T25: We’ve been hearing about the incredibly small, gasoline-powered T25 city car, capable of achieving 100 mpg on the Euro cycle, for some time now. It’s powered by a 660-cc Mitsubishi I-3 that produces a meager 51 horsepower and 42 pound-feet of torque, which is perfectly acceptable given the car’s 1320 pound curb weight and smaller-than-a-Smart-Fortwo size. It will cost roughly $9400 when it goes on sale.
This will be the first car from Gordon Murray Design manufactured using his patented iStream manufacturing process. Murray’s iStream manufacturing process significantly reduces the amount of capital and space needed to produce a car. Additionally, iStream allows factories to emit far less pollution.
Murray’s company itself won’t produce the T25, but will license the car and the manufacturing process out to another company, possibly an automaker or even a company such as Sony or Virgin. According to Murray, the global recession delayed plans for signing a licensing agreement, but a deal should be inked within the next six to nine months.
T26: The T26 chassis will be nearly identical to the T25. It will ride on the same platform and use the same engine as the T25, but feature a different body and is being developed for a potential [unspecified] Japanese customer. Like the T25, it could be manufactured using the iStream process.
T27: This is the other of Murray’s city cars we’ve been hearing about. It’s based on the T25, but rather than using a conventional gasoline powerplant, the T27 is propelled by a 25-kW (34 horsepower) electric motor from EV specialist Zytec. Power will come from a 12-kWh lithium-ion battery pack that should give the 1540-pound T27 a range between 80 and 100 miles. Murray revealed full specifications of the car in late May this year, when he revealed working prototypes will be running by April of next year. It will cost around $18,800 when it makes it to production.
T28: Unlike the three aforementioned Gordon Murray Design vehicles, which feature a unique three-seat layout, this car will be a four-seater. Details about the car are extremely thin, but it’s known that GMD is creating the T28 as a design study for a major automotive manufacturer. Although it features four seats, it’s unknown if the T28 will use the same main hatch entry/exit process as the T25, or if it will feature standard doors.[jj1]
T29: According to Murray, the T29 will be similar to the T26. It, too, will ride on the T25′s platform, but feature a unique “design stamp” for another manufacturer. This seems to indicate Murray is in talks with several different companies about simultaneously licensing the T25 platform and iStream manufacturing process.
T30: This one is U.S.-legal! It’s another iStream car, but will be larger than the previous ones. It’s being designed to meet all U.S. federal government crash regulations, and was commissioned by a U.S. client. No word on who the client is, or if the T30 will make its way Stateside.
T31: Murray is coy about the details on this car, but did reveal it’s another electric iStream car.
Supercar: This one is sure to get the blood of enthusiasts pumping.

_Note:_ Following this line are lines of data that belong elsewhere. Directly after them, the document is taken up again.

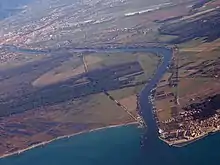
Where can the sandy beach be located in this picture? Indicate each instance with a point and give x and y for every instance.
(63, 137)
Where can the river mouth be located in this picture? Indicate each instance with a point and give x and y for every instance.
(145, 104)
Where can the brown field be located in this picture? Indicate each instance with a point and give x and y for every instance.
(53, 77)
(130, 102)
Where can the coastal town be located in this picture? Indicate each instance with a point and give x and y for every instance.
(77, 68)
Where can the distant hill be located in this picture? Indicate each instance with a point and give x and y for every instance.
(11, 7)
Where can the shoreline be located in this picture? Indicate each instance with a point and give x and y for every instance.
(64, 137)
(185, 142)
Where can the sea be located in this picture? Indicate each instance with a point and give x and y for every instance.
(124, 145)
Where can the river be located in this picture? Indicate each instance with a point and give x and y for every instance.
(121, 145)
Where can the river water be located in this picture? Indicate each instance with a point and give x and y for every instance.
(122, 145)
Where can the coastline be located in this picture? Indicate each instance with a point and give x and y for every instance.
(185, 142)
(63, 137)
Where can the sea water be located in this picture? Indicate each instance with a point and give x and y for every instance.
(119, 146)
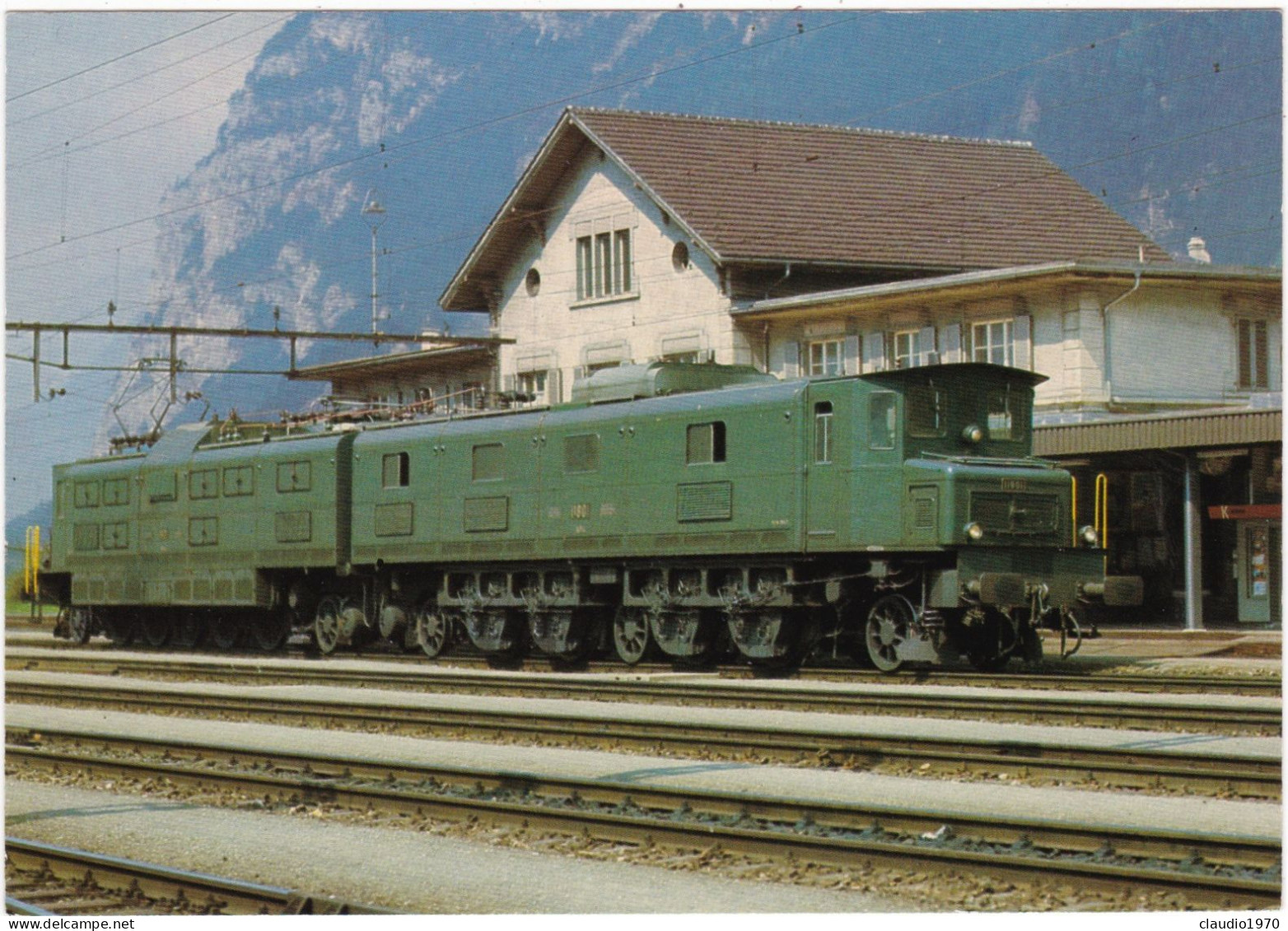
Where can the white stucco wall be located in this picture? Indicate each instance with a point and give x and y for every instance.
(670, 310)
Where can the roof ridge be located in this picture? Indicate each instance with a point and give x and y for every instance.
(787, 123)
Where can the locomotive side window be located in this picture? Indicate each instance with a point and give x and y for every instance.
(116, 491)
(203, 483)
(581, 454)
(926, 411)
(881, 420)
(239, 481)
(824, 431)
(397, 470)
(162, 487)
(294, 477)
(86, 493)
(705, 443)
(488, 463)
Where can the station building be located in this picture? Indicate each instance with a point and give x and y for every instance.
(813, 251)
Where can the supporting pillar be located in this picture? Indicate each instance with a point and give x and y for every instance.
(35, 362)
(174, 367)
(1193, 547)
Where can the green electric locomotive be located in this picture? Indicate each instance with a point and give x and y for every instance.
(691, 510)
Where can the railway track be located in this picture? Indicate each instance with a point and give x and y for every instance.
(1208, 871)
(48, 880)
(1211, 714)
(1150, 761)
(1054, 675)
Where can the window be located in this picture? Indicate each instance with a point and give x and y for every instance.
(116, 491)
(395, 470)
(203, 483)
(239, 481)
(532, 384)
(881, 420)
(908, 351)
(705, 443)
(824, 431)
(824, 357)
(604, 266)
(488, 463)
(1253, 356)
(926, 415)
(991, 342)
(1001, 422)
(294, 477)
(86, 493)
(581, 454)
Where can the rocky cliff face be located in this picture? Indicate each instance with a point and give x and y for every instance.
(1157, 111)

Murray says he has a nice idea about what to do for the supercar, but needs to set iStream licensing projects underway before tackling a supercar.
“It will be quite a shock to people. It won’t be another 1200 kilo[gram], 1600 kilo[gram], or two ton supercar trying to go 260 mph,” Murray told Britain’s Car Magazine, taking a stab at the Bugatti Veyron. “It will be the total antithesis of that, very limited in volume and it won’t be a million pounds [Sterling].”
Murray’s last penned the Mercedes-Benz SLR McLaren supercar, with a a 617-horsepower, supercharged, 5.4-liter V-8, but is trying to return to the roots of his famous McLaren F1 supercar. Murray says his next supercar will be very similar to the F1 in driving experience, extremely lightweight with copious amounts of power, and offer limited electronics in order to keep the driver involved. While electronics have made some cars perform extremely well, we know there’s nothing quite like the feeling of being able to say “I did that, not the computer.” We can’t wait to see the finished product.